Pandas version checks
-
[X] I have checked that this issue has not already been reported.
-
[X] I have confirmed this bug exists on the latest version of pandas.
-
[X] I have confirmed this bug exists on the main branch of pandas.
Reproducible Example
import pandas as pd
import numpy as np
# On trunk
pd.Series([1], dtype="bool") // np.bool_(0) # => NotImplementedError
pd.Series([1], dtype="bool") // pd.Series([0], dtype="bool") # => NotImplementedError
pd.Series([1, 0], dtype="bool") // pd.Series([0], dtype="bool") # => ZeroDivisionError
pd.Series([1, 0], dtype="bool") // pd.Series([1], dtype="bool") # => pd.Series([1, np.nan], dtype="object")

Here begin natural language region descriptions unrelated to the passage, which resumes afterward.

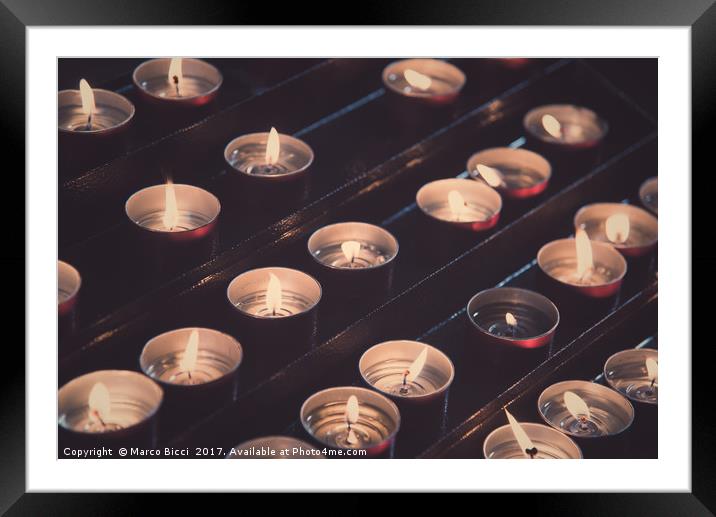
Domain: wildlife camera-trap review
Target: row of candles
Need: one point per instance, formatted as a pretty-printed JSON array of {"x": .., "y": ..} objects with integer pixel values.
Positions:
[{"x": 401, "y": 372}]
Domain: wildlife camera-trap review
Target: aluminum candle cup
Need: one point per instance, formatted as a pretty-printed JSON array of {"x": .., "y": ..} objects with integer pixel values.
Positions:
[
  {"x": 565, "y": 126},
  {"x": 460, "y": 203},
  {"x": 325, "y": 417},
  {"x": 197, "y": 82},
  {"x": 108, "y": 408},
  {"x": 113, "y": 113},
  {"x": 354, "y": 258},
  {"x": 649, "y": 194},
  {"x": 516, "y": 173},
  {"x": 630, "y": 229},
  {"x": 501, "y": 444},
  {"x": 558, "y": 261},
  {"x": 512, "y": 317},
  {"x": 196, "y": 367},
  {"x": 430, "y": 81},
  {"x": 274, "y": 448},
  {"x": 628, "y": 373},
  {"x": 247, "y": 155}
]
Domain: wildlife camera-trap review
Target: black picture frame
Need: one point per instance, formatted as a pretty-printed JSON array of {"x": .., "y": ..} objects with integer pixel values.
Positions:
[{"x": 17, "y": 15}]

pd.Series([1, 0], dtype="bool") // pd.Series([0, 0], dtype="bool") # => NotImplementedError
pd.Series([1, 0], dtype="bool") // pd.Series([1, 1], dtype="bool") # => NotImplementedError
Issue Description
If only one operand is a Series
, we consistently get a NotImplementedError
for pow
, truediv
, and floordiv
if both operands have boolean dtypes.
If both operands are series (with bool dtype) the behaviour is dependent on whether or not the series have matching lengths. When the lengths mismatch, for some reason the NotImplementedError
check is bypassed and we just evaluate as normal.
Expected Behavior
If one is going to not allow division or exponentiation of boolean dtypes, it should happen consistently.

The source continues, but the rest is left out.